One of my jobs was to hand out bib numbers to people. One of the ladies I handed one to had a Boston Marathon shirt on. Most of these shirts look the same, year after year, you have to look at the date on them. Hers said 2013. I asked if she was able to finish the race. Her response touched me. She said "no, but it really doesn't matter".
Two of the club board members spoke to the crowds. They had a scripted speech written that was very moving, and uplifting. They asked that we join hands for 3 moments of silence. One for the first responders, one for the dead, and one for the injured. There was a very moving singing of the national anthem. Then the Board members took the american flag to the front of the crowd and started the run.

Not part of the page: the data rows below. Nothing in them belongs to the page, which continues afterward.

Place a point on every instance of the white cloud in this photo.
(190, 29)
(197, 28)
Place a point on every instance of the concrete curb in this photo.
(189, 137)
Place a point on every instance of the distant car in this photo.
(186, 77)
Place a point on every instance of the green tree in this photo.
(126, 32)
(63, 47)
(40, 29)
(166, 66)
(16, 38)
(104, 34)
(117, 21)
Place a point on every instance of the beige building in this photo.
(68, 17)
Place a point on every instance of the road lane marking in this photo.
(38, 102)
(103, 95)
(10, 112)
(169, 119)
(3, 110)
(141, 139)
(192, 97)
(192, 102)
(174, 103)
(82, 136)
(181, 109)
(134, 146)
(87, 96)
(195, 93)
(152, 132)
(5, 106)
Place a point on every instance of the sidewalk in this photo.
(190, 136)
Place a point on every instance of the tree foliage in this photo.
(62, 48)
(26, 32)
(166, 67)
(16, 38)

The group stretched out over the entire east bank of the water front. As I ran over the bridge I could see the enormity of the people that showed up to show solidarity to Boston. About 1,000 runners stretched out over a mile long!
As we finished the run the race team members and a few others created a 'shoot' for the rest of the runners to run thru giving high fives as they came in. We stayed and cheered for every last one. The last lady walked to whole way with a small american flag, and pushing a walker.
I was humbled by the show of humanity and how supportive the running community is. Marathoners, like triathletes, are endurance runners. For many it's about going the distance, doing the miles, getting it done. It's not always about how fast you can run but how long you can keep going. We push ourselves, we fall, we get hurt, we get back up and we keep going. We keep pushing on. We see some one struggling on a run and we empathize, encourage, support, and will stop our own run to help if needed. I am proud and honored to be part of such a group.